Poröse Baumaterialien besitzen die unangenehme Eigenschaft, in Folge der
Wasseraufnahme und nachfolgenden Gefrierens im Winter allmählich mürbe zu werden;
weichere Steinsorten zeigen sich hierdurch an der Oberfläche oft völlig verwittert,
bei manchen Sandsteinen fällt eine Schicht nach der anderen ab, sofern diese
parallel nach aussen gerichtet sind. Die Porosität bringt noch den Nachtheil, dass
Staub und Rauch sich äusserst fest auf den Häuserfassaden ansetzen, indem sie von
dem eindringenden Wasser nachgesaugt werden, so dass sich die Fläche durch einfaches
Abwaschen nicht mehr reinigen lässt.

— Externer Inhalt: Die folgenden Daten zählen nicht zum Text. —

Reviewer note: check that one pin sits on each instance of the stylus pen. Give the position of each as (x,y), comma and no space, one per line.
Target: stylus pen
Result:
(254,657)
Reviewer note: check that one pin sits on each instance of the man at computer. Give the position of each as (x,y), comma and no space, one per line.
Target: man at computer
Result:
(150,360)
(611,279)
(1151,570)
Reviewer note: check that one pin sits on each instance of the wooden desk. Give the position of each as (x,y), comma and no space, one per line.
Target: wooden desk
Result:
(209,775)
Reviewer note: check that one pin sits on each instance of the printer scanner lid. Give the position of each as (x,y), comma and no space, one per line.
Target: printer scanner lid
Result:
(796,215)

Durch Oelfarbanstrich kann wohl der Uebelstand
beseitigt werden, bei schöner Steinarchitektur wird man jedoch zu diesem Mittel
nicht greifen. Ein von Hartmann und Hauers in Hannover
erfundenes Verfahren bezweckt nun, die Poren des Bausteines, von der Oberfläche aus
bis zu geringer Tiefe, derart zu verlegen, dass Wasser am Eindringen verhindert
wird, ohne dass hierdurch der Charakter des Steinartigen verloren ginge; im Gegentheil, es
findet noch eine Belebung des Farbentones statt.

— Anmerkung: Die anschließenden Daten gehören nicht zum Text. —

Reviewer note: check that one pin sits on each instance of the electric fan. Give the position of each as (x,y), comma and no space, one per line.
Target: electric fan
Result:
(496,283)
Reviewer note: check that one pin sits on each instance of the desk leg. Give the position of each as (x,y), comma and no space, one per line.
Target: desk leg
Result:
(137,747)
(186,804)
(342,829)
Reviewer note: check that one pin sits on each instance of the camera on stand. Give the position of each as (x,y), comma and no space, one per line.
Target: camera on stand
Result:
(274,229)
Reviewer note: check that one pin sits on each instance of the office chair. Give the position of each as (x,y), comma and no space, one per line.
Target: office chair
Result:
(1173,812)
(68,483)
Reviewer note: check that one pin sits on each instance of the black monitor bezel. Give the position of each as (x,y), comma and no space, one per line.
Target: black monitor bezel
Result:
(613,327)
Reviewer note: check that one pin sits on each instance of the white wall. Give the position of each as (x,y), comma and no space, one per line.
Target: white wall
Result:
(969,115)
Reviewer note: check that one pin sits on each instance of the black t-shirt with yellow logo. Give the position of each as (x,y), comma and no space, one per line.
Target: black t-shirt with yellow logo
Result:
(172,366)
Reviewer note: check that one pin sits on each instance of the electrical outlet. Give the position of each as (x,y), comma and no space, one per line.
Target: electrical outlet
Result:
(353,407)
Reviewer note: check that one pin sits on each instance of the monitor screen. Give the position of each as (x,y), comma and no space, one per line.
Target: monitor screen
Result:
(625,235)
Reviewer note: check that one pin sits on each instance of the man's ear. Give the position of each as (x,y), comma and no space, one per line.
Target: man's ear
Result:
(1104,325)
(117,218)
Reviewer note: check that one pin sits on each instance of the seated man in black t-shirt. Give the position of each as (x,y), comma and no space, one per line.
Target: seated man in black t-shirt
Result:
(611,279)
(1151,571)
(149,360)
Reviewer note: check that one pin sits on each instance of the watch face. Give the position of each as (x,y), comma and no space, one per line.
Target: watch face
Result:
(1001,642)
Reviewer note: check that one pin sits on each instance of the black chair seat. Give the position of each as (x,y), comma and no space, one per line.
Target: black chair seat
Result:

Das in Anwendung gebrachte Mittel, Testalin genannt, besteht aus zwei Flüssigkeiten,
die nach einander auf den Stein mittels Pinsels aufgetragen werden: eine
alkoholische Auflösung von Kali-Oelseife und eine wässerige von essigsaurer
Thonerde. Schüttet man versuchsweise beide Flüssigkeiten zusammen, so fällt eine
klumpige Masse von Thonerde-Oelseife aus, die von gelblicher Farbe, in Wasser völlig
unlöslich und von zäher, gummiartiger Beschaffenheit ist, ohne an den Fingern zu
kleben. Diese Masse ist es auch, welche sich in den Poren des Steines bildet. Man
streicht erst mit der Seifenlösung, bei besonders weichem Gestein auch zu
wiederholtem Mal; ist dieselbe eingezogen – nach 2 bis 3 Stunden – so folgt der
Thonerdeanstrich, in den Gesteinsporen scheidet sich jetzt die Thonerde-Oelseife
aus.
Durch Prüfung des Verfahrens im Kleinen konnten wir erkennen, dass die Farbe des
Steines durch den Anstrich gehoben wird, und ferner, was uns als die Hauptsache
erscheint, dass das Material völlig wasserabweisend geworden ist; Wasser fliesst wie
von einer geölten Fläche ab, während sich die ungestrichenen Stellen sofort
vollsaugen. Von Erfahrungen aus der Praxis über das neue Steinconservirungsmittel
berichtet Dr. Glinzer in der Deutschen Bauzeitung: Das Hamburger Rathhaus wurde mit Testalin behandelt;
nach fast einjähriger Dauer konnte der angesetzte Schmutz, Russ und Staub, da er
nicht in die Poren des Gesteins eingedrungen war, zum grössten Theil einfach durch
Abspritzen mit dem Schlauch, das Uebrige durch Abbürsten mit Wasser vollkommen
entfernt werden.
Testalin kostet 60 Pf. das Kilo. Nach Angabe der Fabrikanten stellt sich der Anstrich
für das Quadratmeter auf etwa 20 Pf. an Material. Zu beziehen ist das Mittel von der
Rheinischen Glasindustrie in Heidelberg, welche die
Vertretung für Süddeutschland übernommen hat. (Badische
Gewerbezeitung.)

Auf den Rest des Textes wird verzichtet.